Could the wrong tweet end your career?

Angry-tweet By now, most people are familiar with the basic concept that what goes up on the net, stays on the net. This fact should be reason enough for a few deep breaths before sharing your true feelings with the whole world. Not so, apparently, for a Canadian technology journalist whose recent Twitter exchange just turned into a cautionary tale for the rest of us.

It’s not all that unusual for reporters and PR execs to get grumpy with each other. It’s a symbiotic relationship that often leaves both parties feeling like they’re sleeping with the enemy.

Most of the time, the balancing act is cordial. Sometimes things get ugly. For Financial National Post technology reporter David George-Cosh and PR exec April Dunford, it became especially ugly – and public – when they took what should have been a phone conversation online in the form of a Twitter exchange. Not long after, Ian Capstick at took notice and well… we’ll get to that.

For those who have yet to use the tool, Twitter lets you “microblog” or broadcast your every thought in the form of short text messages, which are sent directly to anyone who has chosen to “follow” your “tweets”. Of course, anyone else can find these tweets too, with a simple search. It’s a powerful tool which, when used correctly can even help people in emergencies, but when treated carelessly can also land them in sticky situations.

George-Cosh and Dunford’s tweet session apparently got rolling after Dunford decided to share her thoughts about George-Cosh’s recent harsh reaction to her slow return of his phone call.

Though her initial tweet

“Reporter to me “When the media calls you, you jump, OK!?” Why, when you called me and I’m not selling? Newspapers will get what they deserve”

was fairly innocent and didn’t mention any names, David George-Cosh or ‘SirDavid’ as he’s known on Twitter, decided to respond to the taunt.

What ensued was a classic case of letting one’s emotions run away with you. I won’t repost the whole exchange – you can check out Ian’s excellent coverage for that – but suffice it to say, SirDavid’s tweets contained enough bile and four-letter words to make him look like someone who’s barely keeping things together. The kind of thing you might expect from a prima-donna actor, not an objective observer of technology.

Many of the comments in Ian’s blog commend April Dunford for keeping her cool in the face of George-Cosh’s onslaught and indeed, she was certainly professional. Yet others have pointed out that SirDavid’s Christian Bale-style tirade was at least in part deserved given Dunford’s attitude toward the press as expressed in her first tweet.

Regardless who you feel was right or wrong in this sad yet strangely compelling tweetcident, we should all take careful note of the result.

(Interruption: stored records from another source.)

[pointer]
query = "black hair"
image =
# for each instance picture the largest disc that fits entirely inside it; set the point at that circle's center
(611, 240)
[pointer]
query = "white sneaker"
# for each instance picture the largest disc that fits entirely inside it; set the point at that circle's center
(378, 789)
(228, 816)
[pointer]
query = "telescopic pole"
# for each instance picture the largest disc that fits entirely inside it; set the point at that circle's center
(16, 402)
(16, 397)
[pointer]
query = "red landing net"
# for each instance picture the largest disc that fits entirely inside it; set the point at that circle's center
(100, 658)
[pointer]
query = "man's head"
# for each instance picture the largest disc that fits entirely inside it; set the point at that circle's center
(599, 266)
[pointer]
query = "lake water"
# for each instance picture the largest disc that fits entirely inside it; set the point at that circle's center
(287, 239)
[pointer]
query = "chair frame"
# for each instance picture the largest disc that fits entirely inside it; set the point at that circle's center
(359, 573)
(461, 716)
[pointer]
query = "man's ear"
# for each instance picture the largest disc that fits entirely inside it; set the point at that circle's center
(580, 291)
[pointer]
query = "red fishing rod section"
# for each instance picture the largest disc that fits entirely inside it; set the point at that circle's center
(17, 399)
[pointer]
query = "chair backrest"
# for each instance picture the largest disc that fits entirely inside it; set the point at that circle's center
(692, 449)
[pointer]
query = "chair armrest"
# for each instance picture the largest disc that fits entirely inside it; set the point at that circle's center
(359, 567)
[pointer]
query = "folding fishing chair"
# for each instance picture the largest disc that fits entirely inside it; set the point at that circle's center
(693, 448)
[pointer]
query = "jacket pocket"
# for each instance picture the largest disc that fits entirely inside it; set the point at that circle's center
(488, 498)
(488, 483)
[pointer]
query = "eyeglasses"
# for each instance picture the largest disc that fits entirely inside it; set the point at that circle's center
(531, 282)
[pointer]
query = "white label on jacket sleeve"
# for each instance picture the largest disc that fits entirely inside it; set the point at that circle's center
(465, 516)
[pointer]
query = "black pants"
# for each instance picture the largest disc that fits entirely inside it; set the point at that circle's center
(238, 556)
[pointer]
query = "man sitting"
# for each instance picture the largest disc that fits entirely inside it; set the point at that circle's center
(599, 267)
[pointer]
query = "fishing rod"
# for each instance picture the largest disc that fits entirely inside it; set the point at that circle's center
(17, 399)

Though David George-Cosh’s career is far from over, the net has a long memory, with nearly perfect recall and his words will haunt him for a long time.



  1. jmlopes

    I find it interesting no one touches on the insecurity of the platform.

    With any novel technology, theyre plagued with a number of deficiencies and tend to catch the consumer at a point of interest where, ironically, they least suspect and likely to be less concerned about their privacy.

    The follow me platform of Web 3.0 is the most flexible companion to the previous Web deliverables packing a communication punch and reach not seen before; albeit, dangerously, at the expense our freedom to communicate.

    The illusion of being followed will soon become the real life equivilent of being stalked without the benefit or right to set up a no-trespass boundary.


  2. mardie

    David? Forget "twitter". Just think "twit", and a foul-mouthed, limited-in-repartee one at that! Abu Dabi isn't far enough away for this guy to be, as long as he has access to the Internet.
    He hasn't come very far from a little kid's "Oh, yeah?" response to his present level of argument…he's just learned a 4 letter word.